Today, a song that Shurwayne says took him into the soul of veteran entertainer Black Stalin (Leroy Calliste) is unleashed.
“The spirit of his delivery flows throughout this particular release. There’s a freedom in who we are as a people and like Stalin did time and time again with his music, I saw the assignment here, and I know the people will feel it when they hear it.”
Again, much like the music delivered by the Black Stalin—a true icon that Shurwayne says he celebrates and is grateful for—this new song is built from the ground up with live instruments.
“The brass, the horn line scream freedom. When you listen to it, you actually feel like, ‘oh yes! The gates are now open!’” said Shurwayne.

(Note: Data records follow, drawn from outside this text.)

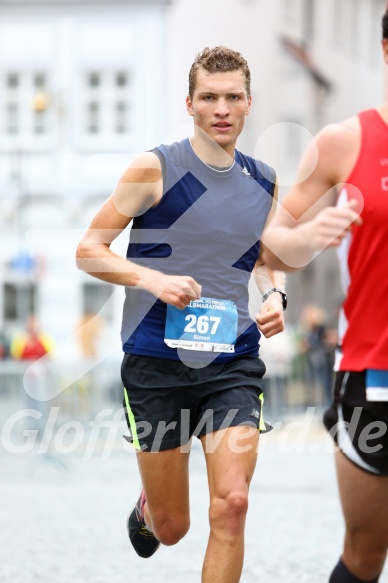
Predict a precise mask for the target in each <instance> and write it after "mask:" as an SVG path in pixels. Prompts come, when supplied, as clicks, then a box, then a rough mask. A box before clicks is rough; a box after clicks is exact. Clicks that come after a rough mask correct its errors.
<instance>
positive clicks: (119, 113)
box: [116, 101, 127, 134]
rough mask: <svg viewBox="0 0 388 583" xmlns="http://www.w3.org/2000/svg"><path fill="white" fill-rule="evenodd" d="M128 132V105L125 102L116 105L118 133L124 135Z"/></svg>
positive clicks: (116, 125)
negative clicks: (127, 127) (127, 108)
mask: <svg viewBox="0 0 388 583" xmlns="http://www.w3.org/2000/svg"><path fill="white" fill-rule="evenodd" d="M126 131H127V105H126V103H124V102H123V101H119V102H118V103H116V132H117V133H118V134H124V133H125V132H126Z"/></svg>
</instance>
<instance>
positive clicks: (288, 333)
mask: <svg viewBox="0 0 388 583" xmlns="http://www.w3.org/2000/svg"><path fill="white" fill-rule="evenodd" d="M295 353H296V347H295V341H294V338H293V336H292V333H291V332H290V331H289V328H288V327H286V329H285V330H284V331H283V332H281V333H280V334H276V336H272V337H271V338H262V339H261V340H260V358H262V359H263V360H264V362H265V366H266V369H267V372H266V373H265V375H264V377H263V387H264V399H265V406H266V407H267V406H269V407H270V408H271V414H272V415H273V414H278V413H280V412H281V411H282V410H284V408H285V407H286V405H287V386H288V383H289V380H290V376H291V371H292V360H293V358H294V356H295ZM266 407H265V409H266ZM265 409H264V410H265Z"/></svg>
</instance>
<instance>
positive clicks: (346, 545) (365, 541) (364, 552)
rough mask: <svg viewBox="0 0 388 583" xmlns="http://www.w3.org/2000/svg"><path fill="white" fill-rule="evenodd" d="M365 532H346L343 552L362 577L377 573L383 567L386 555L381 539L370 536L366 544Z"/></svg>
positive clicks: (371, 575) (386, 546)
mask: <svg viewBox="0 0 388 583" xmlns="http://www.w3.org/2000/svg"><path fill="white" fill-rule="evenodd" d="M366 537H367V535H366V534H365V533H362V532H359V531H357V533H351V532H349V531H348V532H347V535H346V543H345V554H346V557H347V558H348V562H349V563H350V564H351V565H352V567H353V570H354V571H355V572H357V573H360V574H362V575H363V576H364V577H365V576H366V577H368V578H369V579H370V578H371V577H374V576H376V575H379V574H380V573H381V571H382V569H383V566H384V562H385V559H386V556H387V546H386V544H384V541H383V540H378V539H377V538H376V537H372V540H371V541H370V543H369V544H368V541H367V540H366Z"/></svg>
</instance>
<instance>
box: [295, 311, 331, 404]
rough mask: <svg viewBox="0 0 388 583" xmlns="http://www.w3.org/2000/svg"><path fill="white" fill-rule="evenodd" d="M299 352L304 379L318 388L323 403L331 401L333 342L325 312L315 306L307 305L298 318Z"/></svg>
mask: <svg viewBox="0 0 388 583" xmlns="http://www.w3.org/2000/svg"><path fill="white" fill-rule="evenodd" d="M299 346H300V351H301V352H302V354H304V355H305V357H306V358H305V379H306V381H307V382H308V383H311V384H312V385H313V386H319V387H320V388H321V390H322V393H323V399H324V403H322V404H323V405H328V404H329V403H330V401H331V394H332V380H333V355H334V348H335V341H334V342H333V331H332V329H331V328H330V327H329V326H328V323H327V317H326V314H325V312H324V311H323V310H322V309H321V308H320V307H319V306H317V305H315V304H307V305H306V306H305V307H304V308H303V310H302V312H301V316H300V339H299Z"/></svg>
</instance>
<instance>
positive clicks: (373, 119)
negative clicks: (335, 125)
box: [335, 109, 388, 371]
mask: <svg viewBox="0 0 388 583" xmlns="http://www.w3.org/2000/svg"><path fill="white" fill-rule="evenodd" d="M359 121H360V125H361V132H362V139H361V149H360V153H359V157H358V160H357V162H356V164H355V166H354V168H353V170H352V172H351V174H350V176H349V178H348V179H347V180H346V181H345V182H346V184H345V185H344V188H343V190H342V191H341V193H340V196H339V199H338V203H337V204H338V205H341V203H342V201H343V200H344V199H351V198H360V197H362V198H361V200H363V210H362V213H361V218H362V225H355V226H353V227H352V230H351V233H349V235H348V236H347V237H345V239H344V241H343V243H342V244H341V246H340V247H339V249H338V256H339V262H340V270H341V276H342V284H343V288H344V291H345V294H346V296H345V301H344V303H343V305H342V308H341V312H340V318H339V343H340V345H341V350H339V351H338V353H337V358H336V364H335V369H336V370H347V371H362V370H365V369H367V368H378V369H384V370H388V125H387V124H386V123H385V122H384V121H383V119H382V117H381V116H380V115H379V113H378V112H377V111H376V110H375V109H372V110H368V111H364V112H361V113H360V114H359ZM352 185H353V186H352ZM354 187H356V188H354ZM357 189H358V191H359V192H358V194H356V195H355V191H356V192H357Z"/></svg>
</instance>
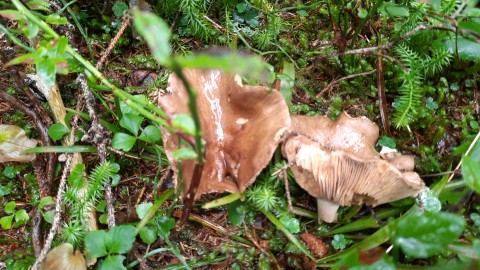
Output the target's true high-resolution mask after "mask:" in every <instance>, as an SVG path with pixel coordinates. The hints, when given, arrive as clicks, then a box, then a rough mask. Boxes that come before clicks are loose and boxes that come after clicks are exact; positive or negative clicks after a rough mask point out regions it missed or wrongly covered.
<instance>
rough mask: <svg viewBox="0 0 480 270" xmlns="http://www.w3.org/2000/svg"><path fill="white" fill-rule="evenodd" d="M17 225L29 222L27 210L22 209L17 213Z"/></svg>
mask: <svg viewBox="0 0 480 270" xmlns="http://www.w3.org/2000/svg"><path fill="white" fill-rule="evenodd" d="M15 221H16V222H15V223H16V225H23V224H25V222H27V221H28V213H27V211H25V209H20V210H18V211H17V212H16V213H15Z"/></svg>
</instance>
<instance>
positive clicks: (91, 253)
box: [85, 230, 108, 258]
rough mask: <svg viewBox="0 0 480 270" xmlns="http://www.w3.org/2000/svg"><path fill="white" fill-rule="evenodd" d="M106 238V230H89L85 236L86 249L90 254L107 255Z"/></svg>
mask: <svg viewBox="0 0 480 270" xmlns="http://www.w3.org/2000/svg"><path fill="white" fill-rule="evenodd" d="M106 240H107V232H106V231H103V230H100V231H91V232H88V233H87V235H86V236H85V250H86V251H87V254H88V256H90V257H92V258H99V257H103V256H105V255H107V254H108V252H107V246H106Z"/></svg>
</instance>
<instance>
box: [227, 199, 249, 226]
mask: <svg viewBox="0 0 480 270" xmlns="http://www.w3.org/2000/svg"><path fill="white" fill-rule="evenodd" d="M243 206H244V202H242V201H240V200H236V201H234V202H231V203H229V204H228V219H229V220H230V223H232V225H234V226H237V225H240V224H242V222H243V218H244V216H245V213H244V211H242V208H243Z"/></svg>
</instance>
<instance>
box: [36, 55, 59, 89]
mask: <svg viewBox="0 0 480 270" xmlns="http://www.w3.org/2000/svg"><path fill="white" fill-rule="evenodd" d="M36 69H37V74H38V76H40V77H41V78H42V79H43V80H44V81H45V84H47V86H48V87H52V86H53V85H54V84H55V78H56V76H57V70H56V68H55V62H54V61H53V59H51V58H50V59H49V58H47V59H43V61H38V62H37V63H36Z"/></svg>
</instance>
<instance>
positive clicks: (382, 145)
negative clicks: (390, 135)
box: [377, 136, 397, 149]
mask: <svg viewBox="0 0 480 270" xmlns="http://www.w3.org/2000/svg"><path fill="white" fill-rule="evenodd" d="M377 145H379V146H386V147H388V148H390V149H395V147H397V144H396V143H395V141H394V140H393V139H392V138H390V137H388V136H382V137H380V139H378V142H377Z"/></svg>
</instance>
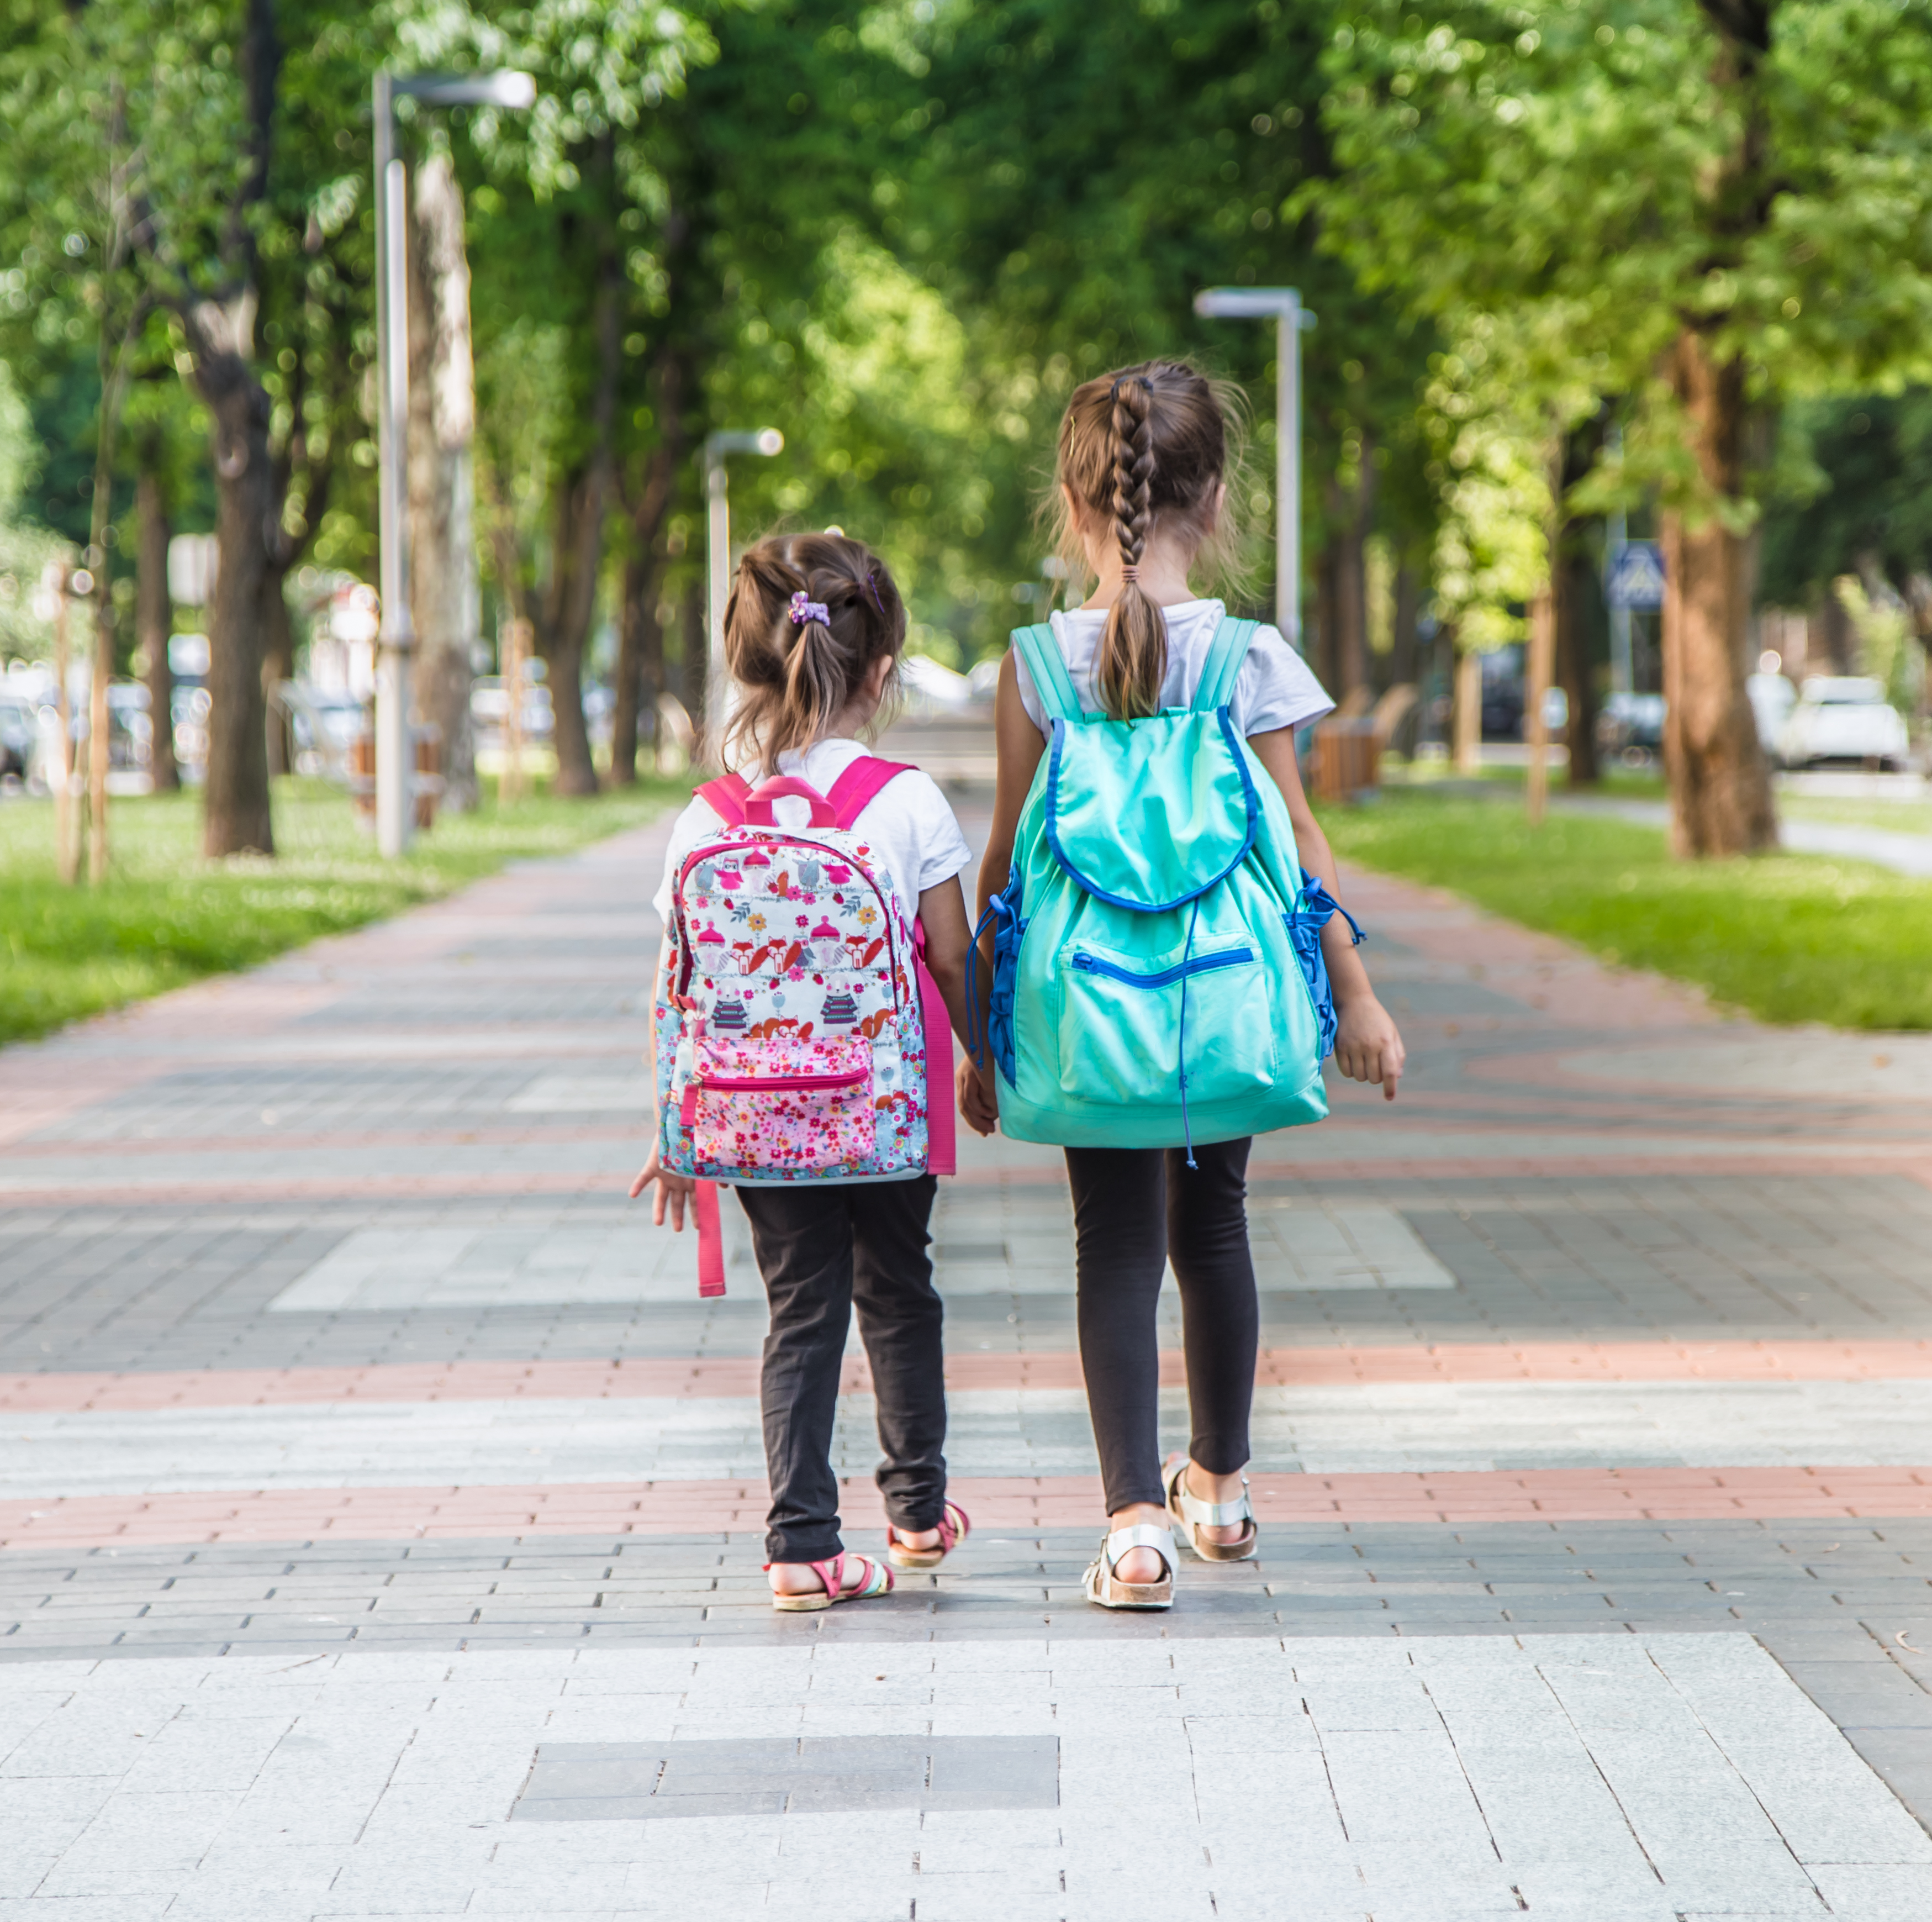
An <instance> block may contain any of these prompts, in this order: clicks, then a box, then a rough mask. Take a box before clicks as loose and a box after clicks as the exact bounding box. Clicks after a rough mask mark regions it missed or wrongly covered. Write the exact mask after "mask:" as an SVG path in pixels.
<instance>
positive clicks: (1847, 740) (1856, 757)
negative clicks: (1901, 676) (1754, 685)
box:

With T&T’s borders now open and beach lovers granted limited access following a lifted state of emergency, Shurwayne is optimistic. He however maintains that even as an entertainer he must still be a responsible citizen.
Look Trouble Again is respectfully rebellious since the track’s lyrics do not defy present-day measures aimed at keeping the population safe.
“There’s something about Boxing Day. There’s an energy that calls for the big soca sound and the strong festival energy. That’s something no Trinbagonian should be denied and as an artist I have a responsibility to give my people the music to respectfully express themselves,” said the two-time Road March champion.
Look Trouble Again is available on all popular streaming platforms, including Apple Music, for purchase and download.